L’arrivée d’Airbnb en France, et particulièrement à Paris, a chamboulé le marché de l’hôtellerie, mais a aussi incité les propriétaires et les investisseurs à se lancer dans le locatif saisonnier, beaucoup plus lucratif. L’engouement à Paris a été tellement fort que certains quartiers, notamment centraux, commencent à être désertés par les habitants, au profit des locations touristiques. Au prix de location pratiquée sur Airbnb, difficile en effet pour les propriétaires et les investisseurs de résister. Mais cette ruée vers l’or pourrait prendre fin avec la limitation de la durée de location annuelle des résidences principales proposée par le sénat. Ce texte a provoqué la fureur chez les loueurs, qui voient leur complément de revenu sérieusement mis en doute. Alors qu’en est-il vraiment ? Peut-on encore miser sur l’investissement locatif saisonnier ?
Ce texte propose de donner aux maires de toutes les communes de France, la possibilité de limiter la location à 60 jours au lieu des 120 actuels. De plus, la ville pourrait s’octroyer le droit de refuser la mise en ligne d’un logement si le quartier est déjà saturé. La justification de ce texte est de limiter le départ des habitants dans les centre-villes et donc une muséification de certaines villes comme Paris. Mais cette proposition est-elle efficace ? Puisqu’elle ne s’applique qu’aux résidences principales, qui sont par définition, occupées la grande majorité de l’année par leurs propriétaires, on est en droit de se demander si empêcher des propriétaires d’obtenir occasionnellement un complément de revenu via de la location à courte durée va réellement changer quelque chose au problème bien réel de la désertification des centres-villes. De plus, cela ne semble pas vraiment concerner les gros investisseurs qui achètent des immeubles entiers à Paris pour ensuite les louer, quitte à les laisser vides une partie de l’année, ce qui, on le comprend, est hautement débattable. Il ne faudrait pas confondre les loueurs occasionnels qui utilisent Airbnb comme un complément de revenu, notamment pour compenser les prix élevés de l’immobilier à Paris, et les gros investisseurs qui vivent uniquement de cette activité.
La tendance est déjà là. Pour éviter de se limiter à 120 jours de location à l’année, des investisseurs n’hésitent pas à louer des locaux commerciaux, transformés en logements. A la différence des résidences principales, les locaux commerciaux peuvent être loués toute l’année. On peut donc imaginer que si la location saisonnière se limitait à 60 jours par an, de plus en plus d’investisseurs seraient tentés de se tourner vers la location de locaux commerciaux. Sur l’année 2018, la moitié des nouveaux logements mis en ligne sur la plateforme Airbnb étaient en réalité des locaux commerciaux.
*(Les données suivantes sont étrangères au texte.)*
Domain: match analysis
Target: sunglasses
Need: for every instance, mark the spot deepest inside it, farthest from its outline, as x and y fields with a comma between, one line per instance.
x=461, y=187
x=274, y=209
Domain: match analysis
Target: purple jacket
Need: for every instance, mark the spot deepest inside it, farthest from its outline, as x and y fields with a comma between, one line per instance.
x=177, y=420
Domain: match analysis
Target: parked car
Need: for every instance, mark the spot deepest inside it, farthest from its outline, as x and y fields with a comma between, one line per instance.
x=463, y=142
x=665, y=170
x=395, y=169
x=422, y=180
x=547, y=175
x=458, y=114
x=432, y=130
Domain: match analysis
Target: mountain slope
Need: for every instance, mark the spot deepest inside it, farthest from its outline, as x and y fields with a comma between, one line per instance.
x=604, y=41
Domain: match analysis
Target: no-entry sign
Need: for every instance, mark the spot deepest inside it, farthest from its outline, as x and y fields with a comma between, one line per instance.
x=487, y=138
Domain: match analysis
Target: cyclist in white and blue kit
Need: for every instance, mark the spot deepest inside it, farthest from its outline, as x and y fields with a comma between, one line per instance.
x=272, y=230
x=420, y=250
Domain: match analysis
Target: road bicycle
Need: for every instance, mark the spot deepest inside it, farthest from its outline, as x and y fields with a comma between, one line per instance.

On pourrait se retrouver donc avec des immeubles intégralement loués sur Airbnb, du rez-de-chaussée au dernier étage. Après la désertification des habitants, ça serait au tour des commerçants. La mairie de Paris est là face à une réelle difficultée. Le maire-adjoint en charge du logement a déjà contacté le ministre du logement à ce sujet pour tenter de sensibiliser les pouvoir publics sur la question.
L’encadrement de Airbnb devient de plus en plus compliqué pour les équipes de la mairie. L’adéquation de la loi Française avec la justice européenne est mise en cause. La cour de justice Européenne doit se prononcer sur les obligations des propriétaires et en particulier de la plateforme. Celle-ci pourrait notamment ne plus avoir à remettre d’informations à la mairie. Ce qui rendrait le respect de la loi difficile à contrôler.